The FCC tried to avoid this data in its first net neutrality order by claiming that churn was “not probative as to the extent of competition among broadband providers because it does not appropriately isolate a connection between churn levels and the extent of competition.” This statement, however, contradicts an FCC finding from the same year that churn rates “can serve as a reasonable proxy to measure whether or not consumer switching costs are detrimental to competition” and the National Broadband Plan’s recommendation that the FCC collect “data on customer churn” to evaluate switching barriers.
The Obama FCC’s sudden refusal to consider churn data as probative with respect to competition is also inconsistent with the agency’s previous competitive analyses. For example, in its President Clinton-era order deregulating AT&T’s long distance services, the FCC relied on a “high churn rate” of 20 percent to determine that long distance customers were “highly demand elastic and will switch to or from AT&T in order to obtain price reductions and desired features.” (AT&T Non-Dominance Order, 11 FCC Rcd. 3271 at para. 63 (1995).)
Potential Impact On Antitrust Law
The logic of the FCC’s gatekeeper theory isn’t limited to internet service providers. As Judge Silberman noted in his separate opinion in the D.C. Circuit’s first net neutrality opinion, any intermediary between a consumer and an upstream seller is a “gatekeeper.”

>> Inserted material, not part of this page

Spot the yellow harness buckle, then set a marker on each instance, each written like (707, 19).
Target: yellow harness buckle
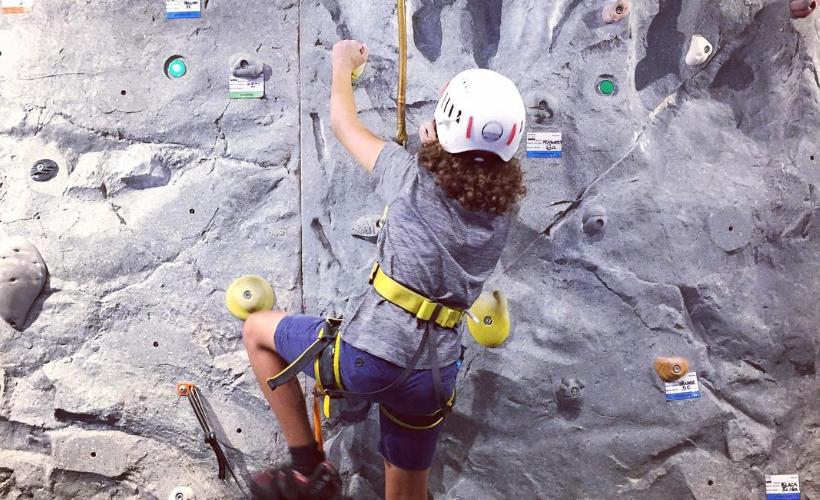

“All retail stores, for instance, are ‘gatekeepers.’ The term is thus meaningful only insofar as the gatekeeper by means of a powerful economic position vis-a-vis consumers gains leverage over suppliers.”

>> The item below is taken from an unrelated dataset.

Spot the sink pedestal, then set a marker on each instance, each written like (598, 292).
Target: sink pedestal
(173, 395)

The FCC’s gatekeeper theory and the court decisions upholding it thus indicate that the existence of switching costs is alone enough to give a gatekeeper sufficient anticompetitive leverage over a supplier to warrant pervasive economic regulation of any industry with fewer than four nationwide competitors.
Given that there are many industries with switching costs similar to ISPs, this result could have significant consequences for antitrust law, especially with respect to the “essential facilities doctrine.” In the U.S., a private firm is ordinarily free to exercise its own independent discretion as to the parties with whom it will deal and has no duty to share its facilities or resources with others. Compelling firms to share a source of their competitive advantage “is in some tension with the underlying purpose of antitrust law, since it may lessen the incentive for” investment in economically beneficial facilities. Antitrust law thus recognizes a duty to deal only when a facility is controlled by a monopoly firm and competing firms lack a reasonable ability to reproduce the facility, because “new entrants must either be allowed to share the bottleneck facility or fail.” (First Competitive Carrier Order, 85 F.C.C.2d 1 at para. 59.)

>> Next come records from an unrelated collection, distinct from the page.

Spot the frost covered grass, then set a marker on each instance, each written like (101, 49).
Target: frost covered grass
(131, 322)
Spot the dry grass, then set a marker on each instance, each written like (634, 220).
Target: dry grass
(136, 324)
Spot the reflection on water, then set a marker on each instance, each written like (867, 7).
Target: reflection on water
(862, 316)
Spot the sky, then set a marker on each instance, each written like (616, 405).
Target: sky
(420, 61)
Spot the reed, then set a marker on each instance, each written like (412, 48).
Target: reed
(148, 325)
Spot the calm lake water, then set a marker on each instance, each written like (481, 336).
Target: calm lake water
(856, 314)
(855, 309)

The gatekeeper theory effectively adopts the “bottleneck” analysis of the essential facilities doctrine — that without compelled access to ISP facilities, edge providers would fail — but substitutes switching costs for the monopoly and facility reproduction requirements. The FCC’s net neutrality orders concluded that, if ISPs had charged for priority access, “some innovative edge providers that have today become major Internet businesses might not have been able to survive.” Indeed, all of the potential “harms” to edge providers that were identified in the FCC’s net neutrality orders (discrimination in favor of ISP services and “excessive” charges) are based on traditional anticompetitive harms that justify government intervention under antitrust law. The D.C. Circuit Court’s opinion holding that the FCC’s gatekeeper theory is reasonable thus implies that the same theory would reasonably support a claim for relief under antitrust law in other industries as well.